Looking back, I am amazed at how much I learned from this activity. I was able to help students understand how to take it one step at a time, one success at a time, before moving on to the next task, and the intense satisfaction I felt when each student graduated to become a skydiver who was competent and filled with the joy of accomplishment. Each time a situation came up that was new to me (and students managed to surprise me throughout the years), I would discuss it with my fellow jumpmasters to learn the best way forward.
Every weekend I looked forward to working at the Drop Zone as an instructor, making between four and ten skydives with students in two days. I also earned money, as I not only had my jump paid for, but I also earned $25 to $30 for each skydive with a student. I used this money to take skydiving vacations or to buy the newest parachute gear. One year I made more than $5,000 skydiving and made more than 200 student jumps. It amazes me from this vantage point to remember how much I enjoyed all that. I could not imagine continuing to skydive without continuing to teach.
But you know, nothing stays the same. In 2000 I experienced a very bad skydiving accident by making a turn close to the ground. I've written plenty about it, but I had taught students over the years not to ever do something like that, and still I did it. Although there were other options, I didn't know what to do and made the wrong choice. I missed six months of skydiving from that accident, and it was awhile before I returned to teaching students. It's one thing to know something is dangerous, but it's still another to experience it in such a dramatic fashion. I like to think that my own accident has helped to prevent others from making the same mistake. Most skydivers don't get hurt or die from the freefall part of the skydive, but because they make poor decisions upon landing. Complacency builds up quickly when you have made thousands of soft landings.

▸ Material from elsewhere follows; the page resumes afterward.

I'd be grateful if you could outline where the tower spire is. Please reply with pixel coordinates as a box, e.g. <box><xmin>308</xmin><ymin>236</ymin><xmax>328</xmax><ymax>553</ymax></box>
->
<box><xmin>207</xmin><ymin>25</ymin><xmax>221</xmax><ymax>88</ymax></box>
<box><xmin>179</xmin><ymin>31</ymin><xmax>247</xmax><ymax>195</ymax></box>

Looking back at those years, I realize how much I have forgotten about those students, about those skydives. Who would have ever believed that something so dramatic, so extreme, could ever become mundane? One day I realized that I was no longer passionate about teaching and that it had become another job, that the spark was gone. Teaching the class on the ground became more enjoyable, because I was good at it and I no longer had to stretch myself to my physical limit wrestling a student around in freefall. Of course, by this time I had long ago passed my sixtieth birthday and was getting ready to retire from my career at the National Center for Atmospheric Research.
There are no requirements for skydiving instructors to retire, but I felt that once I retired from my job, I should also retire from teaching skydiving. It was scary to contemplate at first, but I knew that playing, making formations in the sky with friends, was enjoyable. I spent more and more time doing that, and before I knew it, teaching had faded from my weekend activity. It also helped immensely to move away from Boulder and begin a new part of my life in another part of the country.
I have gone from making as many as 400 skydives in one year to barely making 50. It's been a gradual shift, but in the Pacific Northwest skydiving is a seasonal activity, beginning in May or June and stopping in October as the weather turns cloudy and rainy. So far this season I've been out to the Drop Zone four times and have made 12 skydives. I see the jumpmasters teaching their students, and I realize that those days are long gone. Not one molecule of my being wishes to trade places with those instructors. It's an amazing transition, really.
It makes me realize that the passage of years, the imperceptible movement from one state to the next, happens to all of us from birth to death. Now that I am in the twilight of my life, the light is gentle and oh those sunsets are spectacular. Contentment fills me, although it's Sunday and if the weather had cooperated, I would be driving down to Snohomish to play in the air with my friends. Today I am content to write this post, putter in the garden and read a good book.